Juntamos o conceito de Product Space (espaço produto), conforme proposto por Ashby (1962) aos pontos levantados acima sobre CAE:

De onde vem este product space? Sua principal peculiaridade é que ele contém mais do que realmente existe no mundo físico real, pois é este último que nos dá o subconjunto delimitado, real. (…) O mundo real dá o subconjunto do que é; o product space representa a incerteza do observador. O product space pode portanto, mudar se o observador muda; e dois observadores podem usar legitimamente diferentes product spaces para registrar o mesmo subconjunto de eventos reais em alguma coisa real. A "delimitação" é, portanto, uma relação entre observador e coisa; as propriedades de qualquer delimitação particular dependerão de ambos, da coisa real e do observador. Segue-se que uma parte substancial da teoria da organização estará preocupada com propriedades que não são intrínsecas à coisa, mas são relacionais entre o observador e a coisa. Veremos alguns exemplos notáveis desse fato mais tarde28.

No intuito de sintetizar a ideia, o CAE pode ser entendido como o Sistema Sonoro resultante da somatória de todas as fontes sonoras e suas interações com o ambiente. A forma como cada ouvinte percebe e interage com o CAE é de natureza profundamente subjetiva e individual, uma vez que cada ouvinte conta com uma história de vida, um sistema auditivo e também com uma posição espacial única na sala de concerto. Na mesma forma, o intérprete é parte integrante do CAE e também ouvinte.

A Fig. 5 mostra como cada Sistema Músico-Instrumento (SMI) transforma o CAE (Contexto Acústico Emergente), e o percebe. O conceito explicitamente inclui as interações com a sala (como reflexões e ressonâncias), embora não seja simples transpor essa ideia para a figura. De acordo com o ponto de vista teórico, a fig. 1.8 pode ser interpretada como um modelo de auto-organização primária.
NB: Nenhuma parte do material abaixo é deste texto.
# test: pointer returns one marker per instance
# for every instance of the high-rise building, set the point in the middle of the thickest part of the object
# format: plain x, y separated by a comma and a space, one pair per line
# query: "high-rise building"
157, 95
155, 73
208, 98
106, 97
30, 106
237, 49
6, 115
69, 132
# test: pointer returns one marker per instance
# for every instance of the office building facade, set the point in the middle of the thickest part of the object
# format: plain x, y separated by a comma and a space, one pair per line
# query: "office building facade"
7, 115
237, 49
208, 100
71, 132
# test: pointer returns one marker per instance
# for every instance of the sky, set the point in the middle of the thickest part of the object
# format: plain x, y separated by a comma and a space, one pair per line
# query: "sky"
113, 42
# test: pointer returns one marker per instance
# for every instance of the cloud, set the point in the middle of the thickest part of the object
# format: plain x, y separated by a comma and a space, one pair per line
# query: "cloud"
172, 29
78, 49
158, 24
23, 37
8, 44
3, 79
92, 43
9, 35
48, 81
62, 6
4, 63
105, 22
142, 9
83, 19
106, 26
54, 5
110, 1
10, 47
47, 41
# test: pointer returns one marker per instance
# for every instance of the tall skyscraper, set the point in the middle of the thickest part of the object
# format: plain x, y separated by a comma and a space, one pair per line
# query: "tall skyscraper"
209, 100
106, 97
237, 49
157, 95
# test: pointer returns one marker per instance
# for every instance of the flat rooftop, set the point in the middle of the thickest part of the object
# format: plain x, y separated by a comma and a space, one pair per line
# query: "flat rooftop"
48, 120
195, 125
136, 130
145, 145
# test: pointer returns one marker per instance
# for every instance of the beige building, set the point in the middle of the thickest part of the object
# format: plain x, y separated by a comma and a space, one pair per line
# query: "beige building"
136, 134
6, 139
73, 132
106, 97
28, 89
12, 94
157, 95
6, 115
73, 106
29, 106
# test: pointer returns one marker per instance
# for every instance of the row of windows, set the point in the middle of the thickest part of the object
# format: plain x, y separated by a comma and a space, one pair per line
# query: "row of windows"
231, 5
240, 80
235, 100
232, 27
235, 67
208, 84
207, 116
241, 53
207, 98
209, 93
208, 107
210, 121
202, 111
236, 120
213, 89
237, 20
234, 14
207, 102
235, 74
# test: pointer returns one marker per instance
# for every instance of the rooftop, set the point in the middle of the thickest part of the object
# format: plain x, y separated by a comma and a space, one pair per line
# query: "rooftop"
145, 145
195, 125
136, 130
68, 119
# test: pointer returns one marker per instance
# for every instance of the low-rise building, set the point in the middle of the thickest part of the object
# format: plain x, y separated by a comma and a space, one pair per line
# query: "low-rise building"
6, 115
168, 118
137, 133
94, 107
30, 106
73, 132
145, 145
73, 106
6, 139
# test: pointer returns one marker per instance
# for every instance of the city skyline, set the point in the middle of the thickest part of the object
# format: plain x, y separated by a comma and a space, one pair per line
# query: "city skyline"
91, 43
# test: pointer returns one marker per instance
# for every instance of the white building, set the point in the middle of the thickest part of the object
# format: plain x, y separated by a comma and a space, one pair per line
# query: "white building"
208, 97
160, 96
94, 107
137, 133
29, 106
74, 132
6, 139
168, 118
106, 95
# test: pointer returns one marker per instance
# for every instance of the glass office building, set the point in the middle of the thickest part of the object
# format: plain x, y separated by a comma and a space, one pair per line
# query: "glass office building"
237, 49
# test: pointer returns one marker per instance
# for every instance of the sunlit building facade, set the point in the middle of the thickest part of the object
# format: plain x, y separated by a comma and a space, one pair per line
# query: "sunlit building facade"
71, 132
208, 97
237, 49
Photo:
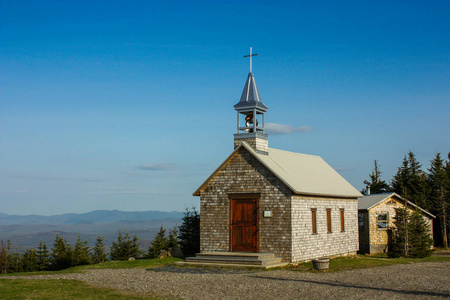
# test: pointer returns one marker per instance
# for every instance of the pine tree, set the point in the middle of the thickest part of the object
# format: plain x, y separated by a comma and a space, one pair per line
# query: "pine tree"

28 Whence comes this product space? Its chief peculiarity is that it contains more than actually exists in the real physical world, for it is the latter that gives us the actual, constrained subset. (…) The real world gives the subset of what is; the product space represents the uncertainty of the observer. The product space may therefor change if the observer changes; and two observers may legitimately use different product spaces within which to record the same subset of actual events in some actual thing. The “constraint” is thus a relation between observer and thing; the properties of any particular constraint will depend on both the real thing and the observer. It follows that a substantial part of the theory of organization will be concerned with properties that are not intrinsic to the thing but are relational between observer and thing. We shall see some striking examples of this fact later.

Figura 1.8. O CAE, a partir da interação de vários SMIs, como modelo de auto-organização primária.

A maneira como cada músico percebe o CAE, já numa etapa superior de processamento da informação captada pelo aparelho auditivo, é determinada por hábitos, o que determina a escuta e a ênfase dada a cada elemento sonoro presente no CAE. Quais regiões cerebrais são ativadas depende de hábitos de escuta individuais, como mencionado acima nos trabalhos de (Altenmüller e Gruhn, 2002). Em suma, a maneira como cada indivíduo, ou já incluindo o instrumento como parte do processo, como cada SMI interagirá e processará as informações acústicas provenientes do CAE, pode ser entendido como um modelo de auto-organização secundária.